Les jeux eux-mêmes ne sont pas toujours passionnants d’un point de vue mécanique – certains sont classiques, d’autres tirés par les cheveux – mais la manière dont ils sont filmés les rend souvent prenants malgré tout. C’est plus l’enjeu émotionnel que le déroulement des parties qui compte. La manière dont les personnages réagissent, trahissent, paniquent ou jubilent. C’est là que le suspense prend forme. Derrière le vernis des paris, la série aborde sans en avoir l’air des sujets bien plus lourds : la pression sociale, la solitude, la violence psychologique, le désir de vengeance, la perte de repères. Rien n’est explicité, rien n’est traité de manière frontale, mais tout est là, en filigrane. Yumeko, en particulier, semble porter un poids qu’elle transforme en moteur.
Et dans cet univers où tout est jeu, elle est la seule à donner l’impression que chaque pari est une forme de combat personnel. Le fait que l’univers soit entièrement déconnecté du monde adulte renforce encore plus cette impression d’enfermement, de microcosme fermé où les règles sont réécrites en permanence. Je n’ai pas lu le manga dont la série est tirée, ni vu les précédentes adaptations japonaises. Je ne peux donc pas juger de la fidélité ou des écarts. Ce qui est sûr, c’est que Bet ne cherche pas à s’adresser uniquement à un public d’initiés. La série fait des choix clairs, en particulier en ce qui concerne la diversité du casting et le ton très occidental de l’ensemble. Certains y verront une trahison, d’autres une tentative d’appropriation culturelle.
Personnellement, je n’ai pas d’avis tranché. Ce que je vois, c’est un produit hybride, qui tente quelque chose, quitte à se brûler les ailes. Ce n’est pas une série qui cherche à plaire à tout le monde. Et c’est peut-être ça qui la rend intéressante, malgré ses défauts parfois voyants. Bet ne fait pas partie de ces séries qu’on recommande parce qu’elles sont brillamment construites, écrites avec finesse, portées par un souffle narratif. Et pourtant, difficile de la lâcher une fois qu’on est dedans. Parce qu’elle propose quelque chose de différent, parce qu’elle se moque de la logique habituelle, parce qu’elle mise tout sur le jeu et l’excès. C’est un pari étrange, mais qui fonctionne à sa manière. Ce n’est pas une série qu’on regarde pour s’attacher aux personnages ou pour suivre une histoire profonde.

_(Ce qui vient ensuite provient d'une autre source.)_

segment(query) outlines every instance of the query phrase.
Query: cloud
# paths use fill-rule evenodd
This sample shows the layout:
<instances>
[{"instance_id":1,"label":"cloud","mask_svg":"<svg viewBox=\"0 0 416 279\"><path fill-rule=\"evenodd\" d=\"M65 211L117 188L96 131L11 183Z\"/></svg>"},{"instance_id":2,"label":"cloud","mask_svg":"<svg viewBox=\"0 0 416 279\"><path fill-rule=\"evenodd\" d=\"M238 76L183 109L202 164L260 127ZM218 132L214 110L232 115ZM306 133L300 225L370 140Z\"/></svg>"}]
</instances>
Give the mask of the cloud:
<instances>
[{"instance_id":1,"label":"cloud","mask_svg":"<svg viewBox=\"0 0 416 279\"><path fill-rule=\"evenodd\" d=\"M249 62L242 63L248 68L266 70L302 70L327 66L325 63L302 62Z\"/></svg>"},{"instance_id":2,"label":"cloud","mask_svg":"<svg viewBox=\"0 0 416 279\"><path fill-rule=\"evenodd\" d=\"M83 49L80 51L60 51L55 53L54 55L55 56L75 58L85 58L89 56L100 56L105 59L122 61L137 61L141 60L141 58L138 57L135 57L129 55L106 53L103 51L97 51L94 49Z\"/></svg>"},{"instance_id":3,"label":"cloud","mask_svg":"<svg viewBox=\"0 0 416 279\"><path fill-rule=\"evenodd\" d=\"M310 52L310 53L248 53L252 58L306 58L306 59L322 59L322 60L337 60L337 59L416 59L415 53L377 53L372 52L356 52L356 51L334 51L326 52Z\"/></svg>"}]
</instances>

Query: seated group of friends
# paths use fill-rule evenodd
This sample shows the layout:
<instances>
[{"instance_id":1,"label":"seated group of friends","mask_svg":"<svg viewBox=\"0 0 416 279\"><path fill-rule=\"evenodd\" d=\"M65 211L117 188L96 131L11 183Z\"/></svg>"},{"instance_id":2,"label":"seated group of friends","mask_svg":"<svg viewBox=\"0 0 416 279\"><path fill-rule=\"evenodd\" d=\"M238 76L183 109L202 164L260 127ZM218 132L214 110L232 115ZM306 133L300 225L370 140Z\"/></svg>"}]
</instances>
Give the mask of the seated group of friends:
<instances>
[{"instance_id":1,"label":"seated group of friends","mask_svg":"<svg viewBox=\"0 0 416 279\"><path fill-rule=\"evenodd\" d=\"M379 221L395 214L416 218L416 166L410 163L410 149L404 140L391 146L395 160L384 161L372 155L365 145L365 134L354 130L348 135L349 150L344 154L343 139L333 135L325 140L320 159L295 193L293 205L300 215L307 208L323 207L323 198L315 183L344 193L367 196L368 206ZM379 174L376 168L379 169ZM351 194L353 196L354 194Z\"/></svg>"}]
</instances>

C’est un objet de mise en scène, un terrain de jeu, un théâtre artificiel où chaque coup est un spectacle. Ce n’est pas le genre de fiction que j’attendais, ni même celle que j’irais conseiller à tout prix, mais c’est une expérience, au sens littéral. Et si l’idée d’un univers où le pouvoir passe par les cartes, les dés et les regards appuyés te parle, tu pourrais bien y trouver ton compte.
Note : 6/10. En bref, Bet est une série qui, sans briller, reste efficace. Etant vierge du manga et de la série japonaise, je ne peux comparer.